If you extend this to four conductors, you have six pairs (4C2), so the next step is six-phase voltage. What advantages would six-phase have over three-phase? Well, now there are (4-1)! = 6 possible distinct arrangements of conductors, which means that if you're trying to cause something to rotate in a plane, you could hook things up in a manner that is inconsistent with that. So if you had a six-winding induction motor, it would be possible to hook it up in a manner that would vibrate horribly and rotate at half the normal speed, rather than just pick one direction or the other. That's not a plus.
But suppose that your rotor had three degrees of rotational freedom instead of one. With six-phase, and an appropriate mechanical arrangement of magnetic poles, you could induce rotation (roll, pitch, and yaw) in a floating spherical rotor of fixed position. Since such a thing does not exist to my knowledge, this does not really qualify as a useful application. (Maybe in a null gravity environment, where the magnetic poles are orbiting some body?

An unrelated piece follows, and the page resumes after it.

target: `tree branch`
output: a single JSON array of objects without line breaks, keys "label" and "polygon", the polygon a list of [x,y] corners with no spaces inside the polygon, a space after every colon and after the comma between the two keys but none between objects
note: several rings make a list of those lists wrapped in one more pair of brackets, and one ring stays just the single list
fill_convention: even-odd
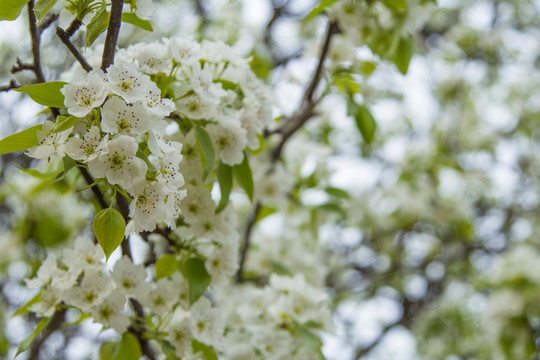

But then, how are they all hooked up to the same six-phase AC line?) Of course, in a four-dimensional space, where we could have such a system and still translate all three directions of rotation to some other load outside our spherical stator/rotor arrangement, this arrangement could be hella useful.
Meanwhile, back in 3+1-space, I work in the world of industrial power electronics, and I've seen systems that use the kind of phase-shift transformers other answers have mentioned. As a matter of nomenclature, nobody I've talked to would describe using a phase-shift transformer to generate three more out-of-phase AC legs to be creating "six-phase". (By my math, you'd have fifteen-phase, but that's still not the language used.) When running three-phase through a rectifier into a cap, you get six pulses of current per cycle. For this kind of system, you'd get twelve pulses, so that kind of system would be called twelve-pulse.
(In general, the twelve-pulse rectifier is two six-pulse rectifiers. If you have two motor drives, you can connect their DC busses directly together and feed each with a different three-phase set. Or you can get a stand-alone rectifier for one set and feed its DC input into the remaining drive.)
If you're comparing a six-pulse rectifier to a twelve-pulse rectifier, with identical loads, each current pulse must be smaller to compensate for there being more of them driving the same load. This makes the overall current out of the line look somewhat more like a sine wave, meaning the harmonics are reduced. Ripple on the caps is also lower, but I've never known anyone to be terribly concerned about that.
Greater harmonics improvements can be had with an eighteen-pulse system and three rectifiers. (36-phase!) At higher voltages and powers, even higher numbers of paralleled rectifiers may exist. This document on a medium-voltage VFD line references a 54-pulse rectifier at 11 kV!
TL;DR
Three-phase power gives us one rotational degree of freedom, which is the limit of what is useful in a three-dimensional space.